When all the results are ready, there is information on whether the structure is knotted. If the structure is knotted or slipknotted, there is a view similar to the one for each record in the database. This view is divided into four main parts:

  1. Information and Artifact check tables
    The information table consists of basic information on the topology of the structure (Main knot and Knot fingerprint) and about the quality of whole structure – the average pLDDT for whole structure (Global pLDDT).
    Artifact check table gives results of some automatic tests which can help the user to recognize if the knotted topology may be an artifact. The table may not be displayed if the input file does not contain the information about pLDDT. The value of pLDDT measures the confidence of the predicted position of particular amino acid.
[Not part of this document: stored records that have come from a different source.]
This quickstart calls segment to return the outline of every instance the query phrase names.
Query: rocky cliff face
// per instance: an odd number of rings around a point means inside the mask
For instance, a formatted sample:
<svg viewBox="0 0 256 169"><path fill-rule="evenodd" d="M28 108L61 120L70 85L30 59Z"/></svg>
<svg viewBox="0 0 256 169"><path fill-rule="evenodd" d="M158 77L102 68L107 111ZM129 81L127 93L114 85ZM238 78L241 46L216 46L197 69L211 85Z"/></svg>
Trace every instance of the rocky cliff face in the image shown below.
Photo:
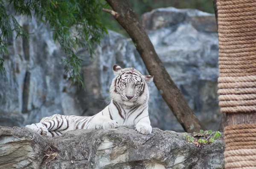
<svg viewBox="0 0 256 169"><path fill-rule="evenodd" d="M6 77L0 77L0 125L23 126L53 114L93 115L109 101L113 65L146 70L129 39L111 31L95 46L93 60L83 58L85 90L66 80L61 59L49 28L34 18L16 16L30 35L30 41L9 39L4 56ZM209 128L220 120L217 100L218 37L214 16L196 10L157 9L142 17L164 65L189 106ZM78 55L88 56L81 49ZM153 127L182 131L161 95L149 86L150 117ZM105 101L104 101L105 100ZM189 119L188 119L189 120Z"/></svg>
<svg viewBox="0 0 256 169"><path fill-rule="evenodd" d="M0 168L221 169L223 140L203 148L183 135L154 128L145 135L133 129L69 131L54 138L25 128L0 127Z"/></svg>

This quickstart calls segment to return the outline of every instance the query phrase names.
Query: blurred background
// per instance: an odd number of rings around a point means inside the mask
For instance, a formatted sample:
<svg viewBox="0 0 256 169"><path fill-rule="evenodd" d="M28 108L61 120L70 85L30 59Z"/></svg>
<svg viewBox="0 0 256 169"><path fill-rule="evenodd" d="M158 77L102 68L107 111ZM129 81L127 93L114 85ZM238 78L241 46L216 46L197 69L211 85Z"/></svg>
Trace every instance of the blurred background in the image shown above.
<svg viewBox="0 0 256 169"><path fill-rule="evenodd" d="M218 41L211 0L128 0L140 17L157 53L189 105L208 129L218 130ZM9 11L14 14L13 9ZM49 26L36 19L15 18L31 34L29 41L12 35L3 56L6 76L0 75L0 125L22 127L58 113L92 115L110 101L112 68L133 67L148 74L125 31L108 13L102 22L108 34L95 45L92 59L83 49L85 90L67 81L61 59L65 54L52 39ZM152 126L183 131L154 83L149 84ZM187 120L189 120L188 119Z"/></svg>

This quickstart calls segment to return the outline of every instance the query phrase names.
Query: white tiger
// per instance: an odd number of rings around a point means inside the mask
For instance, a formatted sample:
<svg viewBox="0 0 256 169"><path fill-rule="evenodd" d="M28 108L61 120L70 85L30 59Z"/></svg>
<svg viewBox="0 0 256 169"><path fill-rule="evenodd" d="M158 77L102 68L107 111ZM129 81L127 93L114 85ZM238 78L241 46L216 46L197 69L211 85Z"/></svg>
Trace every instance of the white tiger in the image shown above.
<svg viewBox="0 0 256 169"><path fill-rule="evenodd" d="M122 69L116 65L113 70L115 77L110 87L111 102L101 112L90 117L55 114L26 127L50 137L76 129L114 128L119 125L134 126L142 134L151 133L147 84L154 76L143 76L133 68Z"/></svg>

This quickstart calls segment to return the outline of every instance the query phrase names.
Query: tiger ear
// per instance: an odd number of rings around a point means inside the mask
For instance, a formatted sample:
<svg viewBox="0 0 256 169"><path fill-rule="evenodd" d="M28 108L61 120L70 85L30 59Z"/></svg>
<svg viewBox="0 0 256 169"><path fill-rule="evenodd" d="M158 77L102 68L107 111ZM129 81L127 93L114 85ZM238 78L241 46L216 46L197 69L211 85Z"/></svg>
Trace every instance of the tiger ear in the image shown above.
<svg viewBox="0 0 256 169"><path fill-rule="evenodd" d="M153 79L154 79L154 76L144 75L144 77L146 83L149 83L150 82L153 81Z"/></svg>
<svg viewBox="0 0 256 169"><path fill-rule="evenodd" d="M117 65L115 65L113 66L113 70L114 74L115 76L116 76L119 75L120 73L121 73L122 68Z"/></svg>

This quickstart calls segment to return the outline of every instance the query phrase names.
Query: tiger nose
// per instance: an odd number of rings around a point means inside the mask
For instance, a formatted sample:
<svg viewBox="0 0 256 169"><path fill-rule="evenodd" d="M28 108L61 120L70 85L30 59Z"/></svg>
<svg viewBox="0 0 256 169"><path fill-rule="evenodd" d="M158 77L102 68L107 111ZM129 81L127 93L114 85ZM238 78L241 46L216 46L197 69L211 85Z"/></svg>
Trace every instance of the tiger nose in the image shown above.
<svg viewBox="0 0 256 169"><path fill-rule="evenodd" d="M127 98L127 99L128 99L129 100L131 99L131 98L132 98L133 97L133 96L128 96L127 95L125 95L125 96L126 96L126 97Z"/></svg>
All CIF or PDB files with structures predicted by AlphaFold do contain pLDDT values.
    • Topological complexity controls if the obtained knots have complexity that have not yet been observed yet in PDB-deposited proteins (measured by the number of crossings in minimal representation of a knot).
    • pLDDT Knot-core is the average pLDDT value of the knot core region (part of the chain where the knot is located); values below 50 are a strong indication that a knotted topology is an artifact; values below 70 suggest thet the result should be interpreted with extreme caution.
    • pLDDT N-end/C-end knot-core border are the average pLDDT values of 10 residues around the knot core borders, which are crucial parts of the chain to the formed knot.
    • C-alpha clashes controls if there are parts of chain which are located at a distance shorter than 1.5A from each other.
    If there is any information in red in this table, the user should be leery about the results.
  2. Knot map – the map is not visible if the Knot core option was chosen.
  3. View of the structure
  4. Knot types and model sequence
  5. [New!] Simplification of the structure (via Knot pull package)
  6. [New!] List of similar proteins in the database with their topology
If the structure is unknotted then the knot map and the structure are displayed only if the knot fingerprint matrix was computed and some subchains are knotted with the probability higher than 30%

Job result

For detailed information on the resulting plots and topological fingerprints, see How to interpret knotting data.

Analyze your data – multiple chains

Up to 10 files in CIF or PDB format can be uploaded at once. These can be different models of the same structure (as in this example) or any other set of structures. In this case, at the top of the output page, we can select the model / structure for which we want to see the results.

Job info multiple structures

And at the bottom of the view, we additionally see a comparison of the location and types of knots in each structure. The color of the bar corresponds to the type of knot. When the user hovers the mouse over the dots ending the colored bars, information about the knots is shown.

Knotting comparison

Analyze your data – recompute tool

As a new addition to AlphaKnot 2.0 user can now use recompute tool to redirect structures currently available in the database to the server to obtain additional information. User can control the parameters of the calculation similar to the direct structure upload described above.